Saúde

Após caso de estupro, projeto propõe que equipe feminina atenda mulheres em UTIs de Goiânia

Proposta, apresentada nesta terça-feira (4/6) na Câmara Municipal de Goiânia, segue em tramitação.

Foto: Bruno Santos/ Veja.com

Um projeto de lei apresentado nesta terça-feira (4/6), na Câmara Municipal de Goiânia, propõe que mulheres internadas em UTIs de hospitais públicos e privados da capital sejam atendidas por equipes femininas. A proposta chega para discussão depois que uma paciente foi estuprada dentro de uma Unidade de Terapia Intensiva (UTI) do Hospital Goiânia Leste. Câmeras de segurança da unidade de saúde registraram a agressão, cometida por um técnico de enfermagem.

O objeto da matéria, de autoria da vereadora Léia Klebia (PSC), é oferecer mais segurança às mulheres que precisam de atendimento médico. De acordo com o projeto de lei nº 2019/00232, as pacientes internadas nas unidades de monitoramento intensivo ou em locais onde não se permita a permanência de acompanhantes, deverá ser realizado sempre na presença de uma profissional do sexo feminino.
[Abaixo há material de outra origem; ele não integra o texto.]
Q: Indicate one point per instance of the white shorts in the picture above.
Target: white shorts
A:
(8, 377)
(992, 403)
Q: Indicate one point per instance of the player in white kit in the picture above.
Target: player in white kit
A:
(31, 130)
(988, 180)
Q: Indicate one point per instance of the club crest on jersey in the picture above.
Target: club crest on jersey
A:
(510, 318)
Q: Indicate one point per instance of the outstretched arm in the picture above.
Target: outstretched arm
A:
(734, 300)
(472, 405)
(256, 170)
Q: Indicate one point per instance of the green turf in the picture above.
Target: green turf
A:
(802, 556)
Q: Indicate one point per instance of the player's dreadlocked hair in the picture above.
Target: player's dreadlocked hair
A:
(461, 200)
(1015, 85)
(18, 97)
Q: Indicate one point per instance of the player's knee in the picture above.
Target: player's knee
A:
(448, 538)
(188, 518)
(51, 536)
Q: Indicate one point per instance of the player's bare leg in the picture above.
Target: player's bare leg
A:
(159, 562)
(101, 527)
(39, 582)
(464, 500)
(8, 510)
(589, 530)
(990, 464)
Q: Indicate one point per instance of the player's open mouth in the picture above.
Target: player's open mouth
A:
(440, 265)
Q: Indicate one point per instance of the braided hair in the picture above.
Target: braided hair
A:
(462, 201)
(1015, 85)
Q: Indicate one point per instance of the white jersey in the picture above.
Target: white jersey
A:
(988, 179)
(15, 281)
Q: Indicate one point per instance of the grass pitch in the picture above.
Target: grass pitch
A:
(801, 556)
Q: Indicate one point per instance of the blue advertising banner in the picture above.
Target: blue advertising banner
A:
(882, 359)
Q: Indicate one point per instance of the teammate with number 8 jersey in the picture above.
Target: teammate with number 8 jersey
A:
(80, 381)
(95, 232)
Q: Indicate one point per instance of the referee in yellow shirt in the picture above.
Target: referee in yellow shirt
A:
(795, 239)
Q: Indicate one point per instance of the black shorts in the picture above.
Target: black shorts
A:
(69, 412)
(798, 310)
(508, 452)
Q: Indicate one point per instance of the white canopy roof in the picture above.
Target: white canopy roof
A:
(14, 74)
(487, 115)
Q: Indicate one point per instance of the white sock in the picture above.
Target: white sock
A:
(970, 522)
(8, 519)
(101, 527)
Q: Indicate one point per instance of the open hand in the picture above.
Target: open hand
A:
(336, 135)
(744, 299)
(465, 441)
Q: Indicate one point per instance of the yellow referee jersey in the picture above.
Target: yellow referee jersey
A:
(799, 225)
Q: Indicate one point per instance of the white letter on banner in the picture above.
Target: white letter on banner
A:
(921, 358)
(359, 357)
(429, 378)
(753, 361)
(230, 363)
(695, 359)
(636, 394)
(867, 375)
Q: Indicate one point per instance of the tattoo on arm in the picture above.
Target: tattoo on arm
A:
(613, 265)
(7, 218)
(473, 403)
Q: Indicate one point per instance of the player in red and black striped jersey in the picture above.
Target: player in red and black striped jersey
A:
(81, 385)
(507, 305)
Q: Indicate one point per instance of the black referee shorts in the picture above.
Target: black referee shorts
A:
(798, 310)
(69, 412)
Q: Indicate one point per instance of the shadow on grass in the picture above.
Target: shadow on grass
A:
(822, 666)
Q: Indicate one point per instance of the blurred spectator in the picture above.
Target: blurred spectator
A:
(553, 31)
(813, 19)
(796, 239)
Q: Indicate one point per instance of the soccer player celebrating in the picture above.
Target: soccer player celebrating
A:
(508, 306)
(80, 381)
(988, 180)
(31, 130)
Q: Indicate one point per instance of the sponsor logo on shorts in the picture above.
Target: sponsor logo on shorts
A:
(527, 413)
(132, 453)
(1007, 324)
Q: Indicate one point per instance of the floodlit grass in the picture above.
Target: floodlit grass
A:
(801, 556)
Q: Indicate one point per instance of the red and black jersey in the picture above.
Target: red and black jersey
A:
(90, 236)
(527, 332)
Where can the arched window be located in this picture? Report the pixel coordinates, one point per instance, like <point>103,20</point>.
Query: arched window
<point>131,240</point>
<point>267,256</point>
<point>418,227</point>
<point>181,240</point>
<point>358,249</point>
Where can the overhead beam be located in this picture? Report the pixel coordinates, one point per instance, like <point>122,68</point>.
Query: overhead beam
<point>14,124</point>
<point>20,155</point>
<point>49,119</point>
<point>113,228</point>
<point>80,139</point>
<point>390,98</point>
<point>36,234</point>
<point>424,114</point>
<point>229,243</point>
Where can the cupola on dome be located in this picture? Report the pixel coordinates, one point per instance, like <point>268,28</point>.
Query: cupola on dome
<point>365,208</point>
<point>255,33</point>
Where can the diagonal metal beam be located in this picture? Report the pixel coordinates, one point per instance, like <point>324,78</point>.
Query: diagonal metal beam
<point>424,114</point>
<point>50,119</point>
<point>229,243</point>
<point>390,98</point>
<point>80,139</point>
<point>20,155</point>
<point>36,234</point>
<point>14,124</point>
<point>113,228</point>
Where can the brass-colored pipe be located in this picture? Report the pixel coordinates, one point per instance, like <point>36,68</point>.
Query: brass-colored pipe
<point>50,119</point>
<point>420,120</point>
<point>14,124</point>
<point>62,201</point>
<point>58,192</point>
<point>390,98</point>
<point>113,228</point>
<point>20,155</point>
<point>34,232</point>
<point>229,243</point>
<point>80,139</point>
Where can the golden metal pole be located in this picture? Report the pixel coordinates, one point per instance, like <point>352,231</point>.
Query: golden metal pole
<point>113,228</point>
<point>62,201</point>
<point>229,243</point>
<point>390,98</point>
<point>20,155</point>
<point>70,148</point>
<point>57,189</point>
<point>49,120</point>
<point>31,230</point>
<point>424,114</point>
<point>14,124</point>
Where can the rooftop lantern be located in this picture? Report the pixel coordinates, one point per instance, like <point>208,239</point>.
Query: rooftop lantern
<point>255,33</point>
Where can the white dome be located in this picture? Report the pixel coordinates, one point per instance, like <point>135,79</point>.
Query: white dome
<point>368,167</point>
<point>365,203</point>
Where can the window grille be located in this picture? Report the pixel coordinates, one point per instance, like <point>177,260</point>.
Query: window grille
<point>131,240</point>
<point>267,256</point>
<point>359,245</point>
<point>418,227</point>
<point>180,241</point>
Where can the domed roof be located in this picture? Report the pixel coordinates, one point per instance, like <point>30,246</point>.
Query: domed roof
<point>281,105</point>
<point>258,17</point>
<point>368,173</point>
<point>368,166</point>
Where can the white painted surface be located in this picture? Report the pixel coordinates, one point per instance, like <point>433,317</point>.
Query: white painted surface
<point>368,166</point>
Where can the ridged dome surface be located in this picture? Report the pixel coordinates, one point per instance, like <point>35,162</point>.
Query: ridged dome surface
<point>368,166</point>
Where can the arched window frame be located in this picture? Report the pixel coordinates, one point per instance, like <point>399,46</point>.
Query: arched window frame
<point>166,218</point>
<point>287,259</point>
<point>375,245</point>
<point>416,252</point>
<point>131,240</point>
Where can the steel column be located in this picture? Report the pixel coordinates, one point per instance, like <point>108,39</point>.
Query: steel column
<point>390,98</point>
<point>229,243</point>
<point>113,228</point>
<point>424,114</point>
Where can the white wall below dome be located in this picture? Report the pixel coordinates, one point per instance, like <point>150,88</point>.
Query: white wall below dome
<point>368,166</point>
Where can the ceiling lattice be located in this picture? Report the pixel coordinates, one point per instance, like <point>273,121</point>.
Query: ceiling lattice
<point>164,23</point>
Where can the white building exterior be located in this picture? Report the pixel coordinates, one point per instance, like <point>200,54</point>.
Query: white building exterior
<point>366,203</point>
“Recentemente foi noticiado o caso de uma jovem de 21 anos vítima de abuso sexual enquanto estava internada na Unidade de Tratamento Intensivo (UTI) de um hospital da cidade. Na tentativa de evitar situações como esta, bem como ampliar as políticas de proteção às mulheres e enfatizar as condições de um atendimento humanizado é que apresentamos a presente proposta”, explicou a vereadora.

Projeto de lei também busca ampliar o atendimento humanizado às mulheres

Léia defende ainda no projeto a ampliação das condições de atendimento humanizado às mulheres que se encontram hospitalizadas, considerando a “unidade de cuidado”, que pressupõe a união entre a qualidade do tratamento técnico e a qualidade do relacionamento desenvolvido entre paciente, familiares e equipe.
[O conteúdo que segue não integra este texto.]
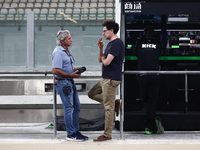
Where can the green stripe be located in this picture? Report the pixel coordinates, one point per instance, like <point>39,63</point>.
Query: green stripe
<point>175,46</point>
<point>168,58</point>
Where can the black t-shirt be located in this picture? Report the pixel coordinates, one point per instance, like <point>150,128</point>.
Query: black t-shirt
<point>114,70</point>
<point>148,50</point>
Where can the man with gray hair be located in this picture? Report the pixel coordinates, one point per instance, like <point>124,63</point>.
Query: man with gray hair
<point>64,71</point>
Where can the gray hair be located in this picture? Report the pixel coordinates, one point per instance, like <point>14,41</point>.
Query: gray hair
<point>61,35</point>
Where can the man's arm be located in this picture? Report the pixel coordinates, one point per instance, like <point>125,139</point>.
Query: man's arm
<point>61,73</point>
<point>108,60</point>
<point>100,53</point>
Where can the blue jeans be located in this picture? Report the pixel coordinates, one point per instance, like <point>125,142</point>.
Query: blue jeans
<point>71,104</point>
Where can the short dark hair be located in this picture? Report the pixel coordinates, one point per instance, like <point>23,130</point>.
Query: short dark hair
<point>149,31</point>
<point>110,24</point>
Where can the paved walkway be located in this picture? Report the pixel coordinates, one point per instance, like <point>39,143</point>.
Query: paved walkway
<point>40,136</point>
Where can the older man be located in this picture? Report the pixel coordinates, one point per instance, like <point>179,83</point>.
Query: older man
<point>64,71</point>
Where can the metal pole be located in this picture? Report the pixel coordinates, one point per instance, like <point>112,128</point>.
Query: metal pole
<point>122,110</point>
<point>54,109</point>
<point>186,94</point>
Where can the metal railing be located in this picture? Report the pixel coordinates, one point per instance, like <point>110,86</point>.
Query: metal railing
<point>122,91</point>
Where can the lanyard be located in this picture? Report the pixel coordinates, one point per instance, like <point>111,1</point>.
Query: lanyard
<point>71,57</point>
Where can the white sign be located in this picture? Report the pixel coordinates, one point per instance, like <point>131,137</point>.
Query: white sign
<point>134,7</point>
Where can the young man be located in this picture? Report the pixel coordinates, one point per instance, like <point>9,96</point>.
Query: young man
<point>148,50</point>
<point>64,71</point>
<point>104,91</point>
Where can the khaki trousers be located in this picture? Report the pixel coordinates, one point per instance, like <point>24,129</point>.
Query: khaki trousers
<point>104,91</point>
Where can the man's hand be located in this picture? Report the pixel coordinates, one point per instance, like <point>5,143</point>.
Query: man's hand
<point>75,75</point>
<point>100,43</point>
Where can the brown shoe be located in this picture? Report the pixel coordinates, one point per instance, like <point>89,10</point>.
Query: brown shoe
<point>102,138</point>
<point>117,106</point>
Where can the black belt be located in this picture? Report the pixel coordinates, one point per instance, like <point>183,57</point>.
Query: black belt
<point>64,79</point>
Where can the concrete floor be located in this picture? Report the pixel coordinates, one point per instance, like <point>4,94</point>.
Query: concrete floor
<point>40,136</point>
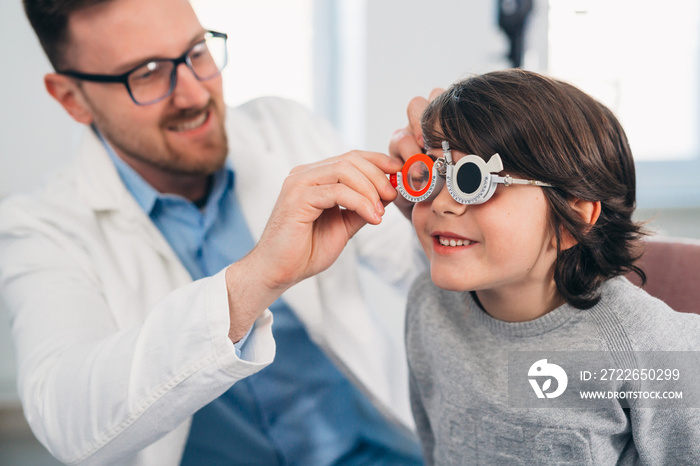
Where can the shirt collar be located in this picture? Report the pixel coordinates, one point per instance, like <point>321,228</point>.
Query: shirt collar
<point>147,196</point>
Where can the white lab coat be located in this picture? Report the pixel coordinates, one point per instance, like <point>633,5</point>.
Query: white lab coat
<point>117,347</point>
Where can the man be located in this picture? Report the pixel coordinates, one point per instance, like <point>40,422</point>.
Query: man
<point>143,280</point>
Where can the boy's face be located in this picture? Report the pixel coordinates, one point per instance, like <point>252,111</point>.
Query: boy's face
<point>183,133</point>
<point>503,247</point>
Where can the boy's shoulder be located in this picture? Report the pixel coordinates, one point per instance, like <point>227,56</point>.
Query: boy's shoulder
<point>646,322</point>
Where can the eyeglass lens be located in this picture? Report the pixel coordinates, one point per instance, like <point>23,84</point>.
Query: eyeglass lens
<point>418,176</point>
<point>154,80</point>
<point>468,178</point>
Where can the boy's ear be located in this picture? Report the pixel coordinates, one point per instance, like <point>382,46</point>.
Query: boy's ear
<point>68,94</point>
<point>588,211</point>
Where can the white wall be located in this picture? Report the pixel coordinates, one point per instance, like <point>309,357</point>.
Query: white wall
<point>35,132</point>
<point>411,48</point>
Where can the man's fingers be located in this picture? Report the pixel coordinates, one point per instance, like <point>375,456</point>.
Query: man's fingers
<point>364,171</point>
<point>415,110</point>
“Quando em tratamento, nossa adesão e confiança dependerão da nossa segurança na equipe que cuida da gente. E, neste aspecto, muitos estudos mostram que a relação paciente-família e equipe é tão importante quanto a qualidade do tratamento técnico que nos é oferecido”, argumentou a autora do projeto. “Desta forma, garantir o atendimento às mulheres por profissionais do sexo feminino, além de trazer maior conforto em qualquer situação de saúde e doença, amplia as condições de segurança das mulheres que, por motivo de saúde, se encontram em situação de vulnerabilidade”, justificou.

Caso de estupro em hospital de Goiânia

A estudante Susy Nogueira, de 21 anos, morreu depois de ser abusada sexualmente dentro da UTI do Hospital Goiânia Leste, onde ele estava internada desde o dia 16 de maio. As agressões foram cometidas por um técnico de enfermagem, que se entregou à polícia dois dias depois da morte da jovem.

O caso é apurado pela Polícia Civil, que também investiga a causa da morte da jovem, apontada inicialmente como sendo por uma parada cardiorrespiratória.

O hospital se pronunciou por meio de nota. Leia abaixo o texto na íntegra:

NOTA OFICIAL

“No dia 17 de maio de 2019, os responsáveis pela UTI do Hospital Goiânia Leste receberam a denúncia de abuso sexual da paciente de 21 anos por meio de uma das técnicas de enfermagem da equipe. No mesmo momento, a direção tomou as primeiras medidas com o objetivo de proteger a paciente e investigar o ocorrido.

O técnico de enfermagem acusado pela paciente foi imediatamente suspenso e afastado da sua função. Um boletim de ocorrência com a denúncia foi registrado pelos responsáveis da UTI na Delegacia da Mulher, no dia 21/05/2019 e o funcionário foi demitido por justa causa nesse mesmo no dia.

Posteriormente, também por iniciativa da empresa de UTI, o vídeo que mostra o suposto assédio do ex-funcionário, consistente num possível toque nas partes íntimas da paciente, também foi entregue à delegada responsável pelo caso. Cada um dos 20 leitos geridos pela UTI possui câmera individualizada, que funciona e grava toda a movimentação da UTI, 24 horas por dia. Ao ex-funcionário foi dada a oportunidade de ver as imagens, o que foi recusado por ele.

Além de ter tomado as medidas necessárias sobre a denúncia, coube aos diretores da empresa de UTI comunicar aos pais da paciente sobre o fato e sobre as medidas já tomadas. Esclarece, por fim, que a causa da morte da paciente, em 26/05/2019, não possui qualquer relação com os tristes fatos ocorridos. A empresa está à disposição das autoridades para fornecer qualquer informação adicional que possa ajudar na investigação da denúncia.”